When he realised he was wrong it was too late to turn the clock back; in any case, he was instinctively a man of compromise, flexibility and imagination, with no stomach for violence and a wish to be popular - not obvious characteristics of his predecessors.
Behind the personalities Sebestyen emphasises a more profound feature: "The USSR had lost its will to run an empire." The satellites, propped up by subsidies, were a constant drain on its own resources; the age of sending in the tanks, as in Hungary in 1956 and Prague in 1968, was over.

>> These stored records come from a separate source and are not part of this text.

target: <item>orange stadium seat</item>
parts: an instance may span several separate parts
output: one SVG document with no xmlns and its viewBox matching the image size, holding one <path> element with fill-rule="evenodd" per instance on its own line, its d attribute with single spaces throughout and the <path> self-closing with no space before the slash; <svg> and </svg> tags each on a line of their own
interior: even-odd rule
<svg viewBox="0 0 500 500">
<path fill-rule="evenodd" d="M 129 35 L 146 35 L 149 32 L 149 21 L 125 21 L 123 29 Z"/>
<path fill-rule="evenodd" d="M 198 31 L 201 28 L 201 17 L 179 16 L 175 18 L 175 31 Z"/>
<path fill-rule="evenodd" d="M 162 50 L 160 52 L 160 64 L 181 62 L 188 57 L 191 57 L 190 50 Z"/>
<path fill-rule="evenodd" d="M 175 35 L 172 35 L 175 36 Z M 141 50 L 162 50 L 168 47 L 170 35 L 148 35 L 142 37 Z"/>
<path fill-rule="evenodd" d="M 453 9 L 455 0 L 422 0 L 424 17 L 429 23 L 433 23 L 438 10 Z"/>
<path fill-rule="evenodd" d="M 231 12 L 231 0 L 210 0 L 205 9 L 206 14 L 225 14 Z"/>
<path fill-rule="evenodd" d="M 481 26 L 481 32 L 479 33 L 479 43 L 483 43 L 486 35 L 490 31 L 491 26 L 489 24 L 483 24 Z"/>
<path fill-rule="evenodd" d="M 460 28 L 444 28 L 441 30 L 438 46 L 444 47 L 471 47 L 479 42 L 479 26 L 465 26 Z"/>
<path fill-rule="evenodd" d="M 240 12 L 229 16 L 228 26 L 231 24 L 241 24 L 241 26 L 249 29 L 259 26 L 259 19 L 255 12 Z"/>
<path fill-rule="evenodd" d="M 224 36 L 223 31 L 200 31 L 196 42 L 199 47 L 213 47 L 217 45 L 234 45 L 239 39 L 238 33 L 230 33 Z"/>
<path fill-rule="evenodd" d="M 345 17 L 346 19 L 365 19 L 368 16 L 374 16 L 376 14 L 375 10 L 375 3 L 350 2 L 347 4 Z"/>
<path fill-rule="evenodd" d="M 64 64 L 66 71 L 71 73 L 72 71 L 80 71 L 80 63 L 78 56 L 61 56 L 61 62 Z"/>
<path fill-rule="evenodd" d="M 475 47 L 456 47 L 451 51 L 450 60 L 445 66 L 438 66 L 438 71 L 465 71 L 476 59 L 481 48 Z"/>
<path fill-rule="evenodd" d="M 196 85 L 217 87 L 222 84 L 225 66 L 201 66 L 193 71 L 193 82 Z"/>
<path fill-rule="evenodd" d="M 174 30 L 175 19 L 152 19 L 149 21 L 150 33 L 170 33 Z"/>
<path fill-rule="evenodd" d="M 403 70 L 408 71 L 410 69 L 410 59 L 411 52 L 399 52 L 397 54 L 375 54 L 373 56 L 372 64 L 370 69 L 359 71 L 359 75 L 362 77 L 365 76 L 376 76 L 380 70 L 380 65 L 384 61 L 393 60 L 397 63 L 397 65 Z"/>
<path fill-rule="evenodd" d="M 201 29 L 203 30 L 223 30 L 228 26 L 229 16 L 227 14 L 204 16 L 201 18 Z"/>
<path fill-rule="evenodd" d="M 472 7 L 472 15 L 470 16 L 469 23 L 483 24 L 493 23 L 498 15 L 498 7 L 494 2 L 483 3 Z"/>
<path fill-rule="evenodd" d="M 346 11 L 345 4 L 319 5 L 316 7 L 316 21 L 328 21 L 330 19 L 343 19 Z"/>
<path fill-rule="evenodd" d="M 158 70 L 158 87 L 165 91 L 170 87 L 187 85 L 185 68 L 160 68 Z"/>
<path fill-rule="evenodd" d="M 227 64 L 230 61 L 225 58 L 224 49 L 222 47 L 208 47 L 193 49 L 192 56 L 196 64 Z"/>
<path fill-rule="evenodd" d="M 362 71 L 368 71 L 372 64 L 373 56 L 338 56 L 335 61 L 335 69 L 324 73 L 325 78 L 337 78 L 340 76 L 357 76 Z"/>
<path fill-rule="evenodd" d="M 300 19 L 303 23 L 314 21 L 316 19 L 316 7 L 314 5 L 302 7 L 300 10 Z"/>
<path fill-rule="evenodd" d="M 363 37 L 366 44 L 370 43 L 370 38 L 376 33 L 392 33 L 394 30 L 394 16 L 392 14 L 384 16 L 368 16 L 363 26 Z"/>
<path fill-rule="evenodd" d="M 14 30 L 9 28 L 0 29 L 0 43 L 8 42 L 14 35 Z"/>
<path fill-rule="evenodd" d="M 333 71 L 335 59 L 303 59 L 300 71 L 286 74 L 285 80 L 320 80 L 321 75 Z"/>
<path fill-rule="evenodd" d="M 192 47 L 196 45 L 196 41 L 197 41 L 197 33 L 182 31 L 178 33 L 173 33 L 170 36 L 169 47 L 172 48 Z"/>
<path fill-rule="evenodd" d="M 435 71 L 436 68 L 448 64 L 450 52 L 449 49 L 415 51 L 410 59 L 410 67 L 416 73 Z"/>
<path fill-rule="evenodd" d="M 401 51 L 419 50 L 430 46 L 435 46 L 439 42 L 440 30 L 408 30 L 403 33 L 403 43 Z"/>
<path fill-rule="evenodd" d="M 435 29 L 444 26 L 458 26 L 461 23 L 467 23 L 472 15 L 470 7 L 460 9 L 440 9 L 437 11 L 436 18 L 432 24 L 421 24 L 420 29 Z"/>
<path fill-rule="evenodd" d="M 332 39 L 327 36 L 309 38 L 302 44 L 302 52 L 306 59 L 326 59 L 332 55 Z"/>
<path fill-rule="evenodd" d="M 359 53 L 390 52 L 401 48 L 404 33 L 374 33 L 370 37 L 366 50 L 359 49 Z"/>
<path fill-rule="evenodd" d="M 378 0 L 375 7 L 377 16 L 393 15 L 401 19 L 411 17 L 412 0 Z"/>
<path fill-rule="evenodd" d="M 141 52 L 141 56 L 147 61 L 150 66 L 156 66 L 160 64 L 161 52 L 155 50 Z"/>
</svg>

There was also the long, botched war in Afghanistan, where 100,000 troops were deployed and which the Russians knew they could not win.
The Soviet leader Yuri Andropov had remarked at the beginning, with some understatement: "The economy is backward, the Islamic religion predominates and nearly all the rural population is illiterate. This is not a revolutionary situation."
...is recognizing how little Gorbachev understood what he was doing. He also thought that if dissent was allowed in the USSR proper the critique would be limited to Stalin. When it turned out the dissidents were just waiting to tear down the entire Revolution from its birth it was similarly too late.